矯正治療を終えた後、なぜ再治療が必要になるのでしょうか。
原因はいくつかありますが、最も多いのは「後戻り」です。
矯正治療後の後戻りで最も多い原因が、リテーナー(保定装置)の装着不足です。矯正装置を外した直後は、歯を支える骨が完全に安定していないため、指示された通りにリテーナーを使用しないと歯が動きやすい状態になっています。
特に治療直後から半年から1年の間は、後戻りが最も起こりやすい時期です。この期間にリテーナーの装着を怠ると、せっかく整えた歯並びが元に戻ってしまう可能性が高まります。
リテーナーの推奨装着時間は、最初の半年から1年は1日20時間以上、その後も夜間の装着が望ましいとされています。この指示を守らないことが、再矯正が必要になる最大の要因なのです。
歯周病になると歯を支える歯槽骨が弱まり、せっかく整えた歯並びが崩れやすくなります。
また、舌で歯を押す癖や口呼吸などの口腔習癖も後戻りの原因となることがあります。特に舌癖は無意識のうちに歯に持続的な力を加えるため、矯正後の歯並びに大きな影響を与えます。
さらに、20代以降に親知らずが生えてくると、前方に圧力がかかって前歯が凸凹になることもあります。親知らずの影響は予測が難しく、矯正治療後に生えてくる場合は特に注意が必要です。
初回の矯正治療において、治療計画が適切でなかった場合や、歯科医師の技術的な問題により理想的な歯並びが実現できなかったケースもあります。
例えば、本来抜歯が必要なケースを無理に非抜歯で治療しようとした場合、歯が並ぶスペースが不足し、歯並び全体が前に飛び出して口元が出ることがあります。このような場合、患者様が仕上がりに満足できず、再治療を希望されることがあります。

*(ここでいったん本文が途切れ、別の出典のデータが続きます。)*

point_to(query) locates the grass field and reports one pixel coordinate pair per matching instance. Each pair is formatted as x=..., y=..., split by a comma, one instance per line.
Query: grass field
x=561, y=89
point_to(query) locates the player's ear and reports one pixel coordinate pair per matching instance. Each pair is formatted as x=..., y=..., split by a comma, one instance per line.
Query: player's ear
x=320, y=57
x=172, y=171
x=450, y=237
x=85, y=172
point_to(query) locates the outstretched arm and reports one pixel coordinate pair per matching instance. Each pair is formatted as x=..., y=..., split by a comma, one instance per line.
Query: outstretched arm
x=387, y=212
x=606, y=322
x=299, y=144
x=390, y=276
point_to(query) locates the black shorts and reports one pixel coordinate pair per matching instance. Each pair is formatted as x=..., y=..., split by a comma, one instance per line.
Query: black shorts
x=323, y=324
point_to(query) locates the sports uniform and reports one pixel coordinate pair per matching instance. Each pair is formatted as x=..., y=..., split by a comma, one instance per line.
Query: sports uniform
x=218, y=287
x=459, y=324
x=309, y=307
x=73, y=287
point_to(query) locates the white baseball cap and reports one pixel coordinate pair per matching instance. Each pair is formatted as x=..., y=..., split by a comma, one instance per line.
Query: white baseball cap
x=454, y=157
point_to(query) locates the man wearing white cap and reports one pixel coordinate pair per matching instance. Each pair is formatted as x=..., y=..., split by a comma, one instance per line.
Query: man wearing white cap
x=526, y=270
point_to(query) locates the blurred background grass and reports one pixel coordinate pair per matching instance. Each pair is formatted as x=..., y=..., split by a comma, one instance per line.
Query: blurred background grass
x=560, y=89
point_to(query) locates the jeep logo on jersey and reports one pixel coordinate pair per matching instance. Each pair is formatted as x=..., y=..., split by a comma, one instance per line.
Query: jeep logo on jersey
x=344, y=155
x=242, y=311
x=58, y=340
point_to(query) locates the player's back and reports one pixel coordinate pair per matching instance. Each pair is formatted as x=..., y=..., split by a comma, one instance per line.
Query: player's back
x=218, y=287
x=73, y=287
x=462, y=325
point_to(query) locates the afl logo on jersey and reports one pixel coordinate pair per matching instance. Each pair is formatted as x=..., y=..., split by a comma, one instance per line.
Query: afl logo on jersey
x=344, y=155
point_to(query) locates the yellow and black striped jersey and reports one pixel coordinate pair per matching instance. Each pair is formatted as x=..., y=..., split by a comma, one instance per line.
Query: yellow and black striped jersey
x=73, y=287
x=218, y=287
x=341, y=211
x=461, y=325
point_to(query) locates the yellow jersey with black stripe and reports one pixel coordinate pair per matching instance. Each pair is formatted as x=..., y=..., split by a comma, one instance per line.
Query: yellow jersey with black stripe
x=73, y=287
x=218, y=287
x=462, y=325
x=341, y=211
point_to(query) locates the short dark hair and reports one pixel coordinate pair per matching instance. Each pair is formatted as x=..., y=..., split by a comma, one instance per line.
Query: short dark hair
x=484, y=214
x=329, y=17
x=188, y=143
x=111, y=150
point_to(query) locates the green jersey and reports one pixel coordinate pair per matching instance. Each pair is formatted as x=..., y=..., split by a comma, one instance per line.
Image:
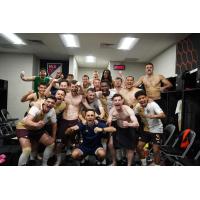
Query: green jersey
x=39, y=80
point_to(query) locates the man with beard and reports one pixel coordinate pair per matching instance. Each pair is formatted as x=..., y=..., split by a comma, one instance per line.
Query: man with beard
x=92, y=133
x=126, y=124
x=42, y=78
x=105, y=96
x=31, y=130
x=70, y=117
x=128, y=93
x=94, y=103
x=151, y=115
x=152, y=84
x=35, y=97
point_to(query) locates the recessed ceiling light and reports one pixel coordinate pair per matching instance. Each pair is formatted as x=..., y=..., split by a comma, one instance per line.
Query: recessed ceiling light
x=90, y=59
x=70, y=40
x=13, y=38
x=127, y=43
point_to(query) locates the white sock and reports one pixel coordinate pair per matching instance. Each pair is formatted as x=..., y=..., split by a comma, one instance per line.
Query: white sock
x=144, y=162
x=33, y=155
x=23, y=159
x=59, y=159
x=47, y=154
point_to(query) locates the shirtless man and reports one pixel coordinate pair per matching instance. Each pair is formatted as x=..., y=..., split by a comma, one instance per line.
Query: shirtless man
x=151, y=115
x=70, y=117
x=35, y=97
x=42, y=78
x=63, y=85
x=85, y=83
x=118, y=84
x=152, y=83
x=31, y=130
x=126, y=122
x=97, y=85
x=95, y=104
x=92, y=133
x=128, y=93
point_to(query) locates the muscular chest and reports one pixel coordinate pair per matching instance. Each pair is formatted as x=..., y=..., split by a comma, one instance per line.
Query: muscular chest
x=75, y=101
x=152, y=81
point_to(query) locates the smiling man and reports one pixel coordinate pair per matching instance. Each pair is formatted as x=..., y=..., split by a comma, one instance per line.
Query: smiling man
x=151, y=115
x=92, y=133
x=126, y=124
x=30, y=131
x=128, y=93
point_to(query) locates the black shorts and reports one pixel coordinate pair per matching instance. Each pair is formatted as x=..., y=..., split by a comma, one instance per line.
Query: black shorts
x=63, y=125
x=147, y=137
x=125, y=138
x=30, y=134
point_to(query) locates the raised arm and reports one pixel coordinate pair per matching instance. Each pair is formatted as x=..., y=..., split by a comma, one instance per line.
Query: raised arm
x=139, y=82
x=101, y=109
x=165, y=82
x=28, y=97
x=134, y=121
x=109, y=129
x=48, y=90
x=26, y=78
x=54, y=130
x=72, y=129
x=85, y=103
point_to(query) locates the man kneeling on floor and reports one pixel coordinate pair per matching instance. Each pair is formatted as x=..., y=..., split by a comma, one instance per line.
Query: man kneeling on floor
x=31, y=130
x=150, y=113
x=92, y=133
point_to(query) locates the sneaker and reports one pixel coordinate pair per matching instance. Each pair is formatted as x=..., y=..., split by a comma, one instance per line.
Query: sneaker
x=2, y=160
x=2, y=156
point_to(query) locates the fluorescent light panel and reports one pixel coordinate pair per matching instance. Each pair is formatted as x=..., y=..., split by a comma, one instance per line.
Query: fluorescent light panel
x=127, y=43
x=70, y=40
x=90, y=59
x=13, y=38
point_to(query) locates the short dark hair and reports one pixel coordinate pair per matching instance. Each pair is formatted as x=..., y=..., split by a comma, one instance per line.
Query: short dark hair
x=107, y=82
x=149, y=64
x=85, y=75
x=70, y=75
x=118, y=78
x=140, y=93
x=61, y=90
x=64, y=81
x=51, y=97
x=74, y=82
x=43, y=69
x=117, y=95
x=130, y=76
x=90, y=110
x=42, y=83
x=90, y=89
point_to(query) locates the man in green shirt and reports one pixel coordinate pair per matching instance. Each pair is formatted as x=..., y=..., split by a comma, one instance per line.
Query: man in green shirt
x=42, y=78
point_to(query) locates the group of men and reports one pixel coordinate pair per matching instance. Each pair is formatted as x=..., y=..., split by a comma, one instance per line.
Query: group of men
x=92, y=118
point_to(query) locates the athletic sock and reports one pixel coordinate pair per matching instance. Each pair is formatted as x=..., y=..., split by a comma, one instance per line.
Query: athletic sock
x=47, y=154
x=33, y=155
x=59, y=159
x=23, y=159
x=144, y=162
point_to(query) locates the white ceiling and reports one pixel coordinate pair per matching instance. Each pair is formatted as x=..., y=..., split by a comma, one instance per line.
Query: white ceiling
x=101, y=45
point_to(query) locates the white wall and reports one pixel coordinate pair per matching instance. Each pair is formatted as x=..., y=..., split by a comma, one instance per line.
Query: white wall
x=89, y=71
x=73, y=67
x=165, y=63
x=10, y=67
x=132, y=69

また、噛み合わせがしっかりと合わない状態で治療を終えてしまうと、合っていない噛み合わせに対して歯が動き、後戻りしてしまう可能性があります。

再矯正の費用は、後戻りの程度や治療範囲によって大きく異なります。
一般的に、再矯正の費用は初回よりも安くなるケースが多いです。
前歯のみなど部分的な後戻りの場合、20万円〜30万円程度が相場です。
最も多いのが前歯だけが少し動いてしまったケースです。見た目に影響する前歯の後戻りは、比較的早く気づきやすいのが特徴です。治療期間も短く、6ヶ月程度で完了することが多いです。
早期に対処することで、より複雑な問題に発展する前に治療できるため、費用面でもメリットがあります。インビザラインでは約20万円〜25万円程度で対応できることが多いです。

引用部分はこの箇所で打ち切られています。